Take for instance a typical PowerPoint presentation; it has a bunch of plain, if not dull, bullets. As we watch it, Broca’s and Wernicke’s areas get activated in the brain which are responsible for language processing. And, nothing else happens. That is is. But, but when we hear someone tell a story there is a lot more going on. When you listen to a story – in addition to the language sections of the brain – other parts which relate to the experience of the story active as well. For instance, if I tell you about how great my laundry smells today, the parts of your brain which are responsible for smell active too. If the story is about how fast I was running your motor cortex gets active, and so on.

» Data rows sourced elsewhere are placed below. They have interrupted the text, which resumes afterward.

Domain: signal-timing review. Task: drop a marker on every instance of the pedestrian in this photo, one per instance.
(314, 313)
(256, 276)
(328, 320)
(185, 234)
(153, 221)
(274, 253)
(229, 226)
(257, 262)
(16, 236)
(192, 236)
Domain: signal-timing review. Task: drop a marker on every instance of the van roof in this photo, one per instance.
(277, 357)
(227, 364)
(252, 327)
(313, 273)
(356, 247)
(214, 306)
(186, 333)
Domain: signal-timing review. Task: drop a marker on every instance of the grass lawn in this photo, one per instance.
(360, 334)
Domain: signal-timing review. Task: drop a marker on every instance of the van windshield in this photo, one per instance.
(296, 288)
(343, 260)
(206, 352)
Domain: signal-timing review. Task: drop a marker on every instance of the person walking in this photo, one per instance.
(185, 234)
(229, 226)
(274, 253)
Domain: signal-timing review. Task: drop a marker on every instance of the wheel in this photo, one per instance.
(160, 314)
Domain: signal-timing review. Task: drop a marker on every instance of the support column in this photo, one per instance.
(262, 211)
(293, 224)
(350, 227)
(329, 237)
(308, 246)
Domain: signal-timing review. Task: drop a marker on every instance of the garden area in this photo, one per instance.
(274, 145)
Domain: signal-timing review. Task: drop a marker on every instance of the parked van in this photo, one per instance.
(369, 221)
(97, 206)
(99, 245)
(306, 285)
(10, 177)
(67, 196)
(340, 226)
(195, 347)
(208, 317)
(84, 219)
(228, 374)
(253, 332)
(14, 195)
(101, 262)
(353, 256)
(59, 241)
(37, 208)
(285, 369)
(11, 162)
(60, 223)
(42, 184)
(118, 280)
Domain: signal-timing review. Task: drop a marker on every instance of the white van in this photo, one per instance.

Now, that is powerful.

This is magnificent because, first and foremost, it gets people to be more engaged. At the same time it can also influence people’s behavior, which is what we are ultimately after.

Anyone and everyone would rather listen to a story than a dull PowerPoint presentation. The reason being is that we were wired to love stories. It was a primal way of communicated we needed to love them for survival; now we use them for entertainment. As humans, we simply enjoy stories so much; why not provide our information in that format then?

When the woman spoke English, the volunteers understood her story, and their brains synchronized. When she had activity in her insula, an emotional brain region, the listeners did too. When her frontal cortex lit up, so did theirs. By simply telling a story, the woman could plant ideas, thoughts and emotions into the listeners’ brains.

- Uri Hasson from Princeton

We have a need to relate

When you think about it, a story is really a vast relationship of different causes and effects. It helps that this is exactly how our human minds think. At the same time, every time we hear a story we want to relate to it – also part of our nature – we want to feel included. This, is very hard – if not impossible – to achieve with a plain bulleted list. This is the reason why metaphors, literary and digital, work so, so well; we just need to relate.


Now, stories don’t need to be complex, especially on the web. People don’t have time for that and neither do we to create them. They don’t have to be overly complicated, and detail filled – not every story you hear is. If you keep your story simple, it is more likely to stick, which is what we need in today’s internet retention rates. With simplicity and directness it is easier for people to understand what is going on, it is easier to trigger their brain regions to light up and therefore, it is easier for them to relate and remember.


By no means am I trying to sell the new ‘hot’ things in business, or design; I just think that stories have been well overlooked in technology and that we are now very well capable of creating websites or apps that tell stories well – we wouldn’t be able to create parallax even few years ago because of technical restrains, at least not well and not for a lot of people. What I am trying to accomplish is the recognition that stories always have been important to us as a means to communicate and motivate.

Stories and information architecture

Let’s compare a book to a website. Just like words in book, information on a website tells a story. There are different chapters like there are different pages. There are graphical elements like pictures, colours, typography and layout in both (a book also has cover design) that embellish the story and help make the storytelling experience simply better.


In websites, information drives design this is most commonly seen in single page website. As you scroll down the different section intertwine. From an end product, perspective parallax scrolling made storytelling a hit online. But that is getting ahead of ourselves. Now that we know how to organize information, we need to figure out how to organize it in good context so that we can tell stories with our information to better connect with our visitors.

If information is provided in a well structured manner – like it always should be thanks to information architects – it allows to bring a story out of it, a story that web designers and developers can elaborate upon into a central theme. Through cohesive partnership between website elements, a story will emerge and boost the overall message of your site, let it be a your company’s landing page or your personal portfolio. I think the most important takeaway is that storytelling through a website provides a beautiful user experience on any web page.